I recently finished edits on a novella that will be out this fall, and every time I work with an editor, I learn something new. No matter how tight I think my writing is, when I work with an editor who really knows their stuff, I find something that needs more cranking. I’ve been doing this for a long time, so I’ve gotten past the point where having my mistakes pointed out to me makes me defensive. Usually I slap my forehead, get a bit chagrined, but ultimately I’m grateful to learn something new and have the opportunity to make my writing even better. I habitually thank my editors for their insight and for being willing to teach me things.

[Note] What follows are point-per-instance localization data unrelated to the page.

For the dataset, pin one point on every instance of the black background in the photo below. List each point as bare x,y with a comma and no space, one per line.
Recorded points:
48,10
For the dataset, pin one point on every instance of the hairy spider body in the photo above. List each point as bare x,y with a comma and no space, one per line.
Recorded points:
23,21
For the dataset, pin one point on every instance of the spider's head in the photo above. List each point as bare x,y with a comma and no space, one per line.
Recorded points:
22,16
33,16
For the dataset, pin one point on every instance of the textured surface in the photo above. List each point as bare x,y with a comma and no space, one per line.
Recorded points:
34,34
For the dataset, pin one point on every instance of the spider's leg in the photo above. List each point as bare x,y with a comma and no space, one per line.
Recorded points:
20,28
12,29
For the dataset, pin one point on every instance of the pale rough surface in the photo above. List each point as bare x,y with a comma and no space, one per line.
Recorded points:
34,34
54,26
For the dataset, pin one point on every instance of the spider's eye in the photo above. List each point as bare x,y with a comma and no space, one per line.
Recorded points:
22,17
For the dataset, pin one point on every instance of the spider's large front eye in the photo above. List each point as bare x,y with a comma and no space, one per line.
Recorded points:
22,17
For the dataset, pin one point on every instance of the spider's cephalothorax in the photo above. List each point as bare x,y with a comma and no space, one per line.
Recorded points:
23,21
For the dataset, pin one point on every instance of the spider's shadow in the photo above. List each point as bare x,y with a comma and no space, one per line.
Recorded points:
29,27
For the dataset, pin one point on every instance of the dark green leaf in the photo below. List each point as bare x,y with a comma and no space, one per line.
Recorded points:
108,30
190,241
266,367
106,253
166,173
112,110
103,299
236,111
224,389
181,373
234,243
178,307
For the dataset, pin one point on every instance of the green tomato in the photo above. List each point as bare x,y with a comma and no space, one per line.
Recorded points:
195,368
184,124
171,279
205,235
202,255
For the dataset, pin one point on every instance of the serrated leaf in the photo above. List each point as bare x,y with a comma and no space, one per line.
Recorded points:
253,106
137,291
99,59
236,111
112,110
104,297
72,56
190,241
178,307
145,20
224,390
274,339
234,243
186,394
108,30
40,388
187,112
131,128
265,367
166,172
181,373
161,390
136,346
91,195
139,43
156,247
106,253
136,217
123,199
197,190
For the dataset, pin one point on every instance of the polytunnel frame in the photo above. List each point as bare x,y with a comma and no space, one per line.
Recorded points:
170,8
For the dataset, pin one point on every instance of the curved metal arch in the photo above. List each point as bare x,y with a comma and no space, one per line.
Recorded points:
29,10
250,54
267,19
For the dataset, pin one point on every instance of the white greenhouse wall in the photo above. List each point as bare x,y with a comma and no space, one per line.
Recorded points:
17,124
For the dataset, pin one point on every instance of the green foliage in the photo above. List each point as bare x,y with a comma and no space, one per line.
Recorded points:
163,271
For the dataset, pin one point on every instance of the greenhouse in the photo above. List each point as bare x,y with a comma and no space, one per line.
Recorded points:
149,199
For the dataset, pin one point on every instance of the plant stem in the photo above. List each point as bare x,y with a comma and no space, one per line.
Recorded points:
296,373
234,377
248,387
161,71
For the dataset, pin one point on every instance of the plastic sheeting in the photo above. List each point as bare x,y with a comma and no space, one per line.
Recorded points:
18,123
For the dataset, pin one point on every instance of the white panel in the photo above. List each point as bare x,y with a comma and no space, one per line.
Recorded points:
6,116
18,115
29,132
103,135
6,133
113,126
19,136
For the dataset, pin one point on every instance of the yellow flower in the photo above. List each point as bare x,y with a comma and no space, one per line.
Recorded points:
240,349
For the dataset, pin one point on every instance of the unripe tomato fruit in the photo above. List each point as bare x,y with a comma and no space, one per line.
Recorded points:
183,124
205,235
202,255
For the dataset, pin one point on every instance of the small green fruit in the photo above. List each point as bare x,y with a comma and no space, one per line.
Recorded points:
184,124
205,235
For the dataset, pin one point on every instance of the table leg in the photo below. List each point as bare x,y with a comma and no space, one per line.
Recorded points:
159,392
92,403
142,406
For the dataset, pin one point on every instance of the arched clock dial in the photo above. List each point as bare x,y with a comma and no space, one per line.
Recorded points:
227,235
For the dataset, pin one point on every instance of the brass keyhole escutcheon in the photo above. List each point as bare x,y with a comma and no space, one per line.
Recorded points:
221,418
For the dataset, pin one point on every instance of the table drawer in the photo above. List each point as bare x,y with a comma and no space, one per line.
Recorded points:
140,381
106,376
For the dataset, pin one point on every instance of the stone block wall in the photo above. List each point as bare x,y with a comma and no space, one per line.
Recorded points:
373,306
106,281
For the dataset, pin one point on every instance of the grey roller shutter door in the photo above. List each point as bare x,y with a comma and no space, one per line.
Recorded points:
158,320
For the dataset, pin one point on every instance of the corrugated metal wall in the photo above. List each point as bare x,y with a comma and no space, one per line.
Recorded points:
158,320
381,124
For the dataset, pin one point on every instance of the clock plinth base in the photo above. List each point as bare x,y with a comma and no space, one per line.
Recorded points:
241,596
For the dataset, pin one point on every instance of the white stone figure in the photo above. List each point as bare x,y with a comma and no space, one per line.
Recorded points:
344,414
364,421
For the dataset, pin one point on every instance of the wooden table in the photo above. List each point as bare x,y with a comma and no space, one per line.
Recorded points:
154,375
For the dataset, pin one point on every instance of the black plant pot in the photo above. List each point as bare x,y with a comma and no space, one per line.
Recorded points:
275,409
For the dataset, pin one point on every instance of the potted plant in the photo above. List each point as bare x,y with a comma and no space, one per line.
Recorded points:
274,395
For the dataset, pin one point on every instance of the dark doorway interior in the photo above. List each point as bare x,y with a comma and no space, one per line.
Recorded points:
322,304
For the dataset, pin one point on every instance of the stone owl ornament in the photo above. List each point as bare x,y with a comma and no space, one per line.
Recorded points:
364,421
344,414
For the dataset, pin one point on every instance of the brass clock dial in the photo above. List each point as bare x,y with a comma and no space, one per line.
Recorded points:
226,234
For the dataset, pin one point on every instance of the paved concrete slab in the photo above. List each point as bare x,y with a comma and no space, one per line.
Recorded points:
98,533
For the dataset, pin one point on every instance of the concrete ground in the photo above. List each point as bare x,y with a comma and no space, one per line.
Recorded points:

That’s why I’m a writer, after all, not just because I like to tell stories, but because I want to understand writing and all its rules and usages and learn everything I can about it. A carpenter learns their trade not just because they love to build things, but because they’re interested in all the components of their craft–the tools, the wood, the techniques. I think it’s an important aspect of any skill that you want to keep learning about it and trying to do it better. A carpenter wouldn’t create a lopsided, precariously-built house and call it good enough, and I don’t want to leave my writing ‘good enough’ when it could be better.
I’m happy every time I learn something new, even if I look back at the already-published stuff and wince because I wasn’t doing it then. However, the thing about writing is you can’t keep going back and fixing up things that have already gone out into the world (and if you’re traditionally published, just try asking your publisher if they’ll take your book down and let you revise it–see how hilarious that reaction is) you can only apply the new things you’ve learned to future books and keep trying to be better.
I don’t expect to ever be perfect, I don’t think there is any such thing–I’ve seen even the biggest authors in the business make mistakes–but I love to write and I love to learn about it.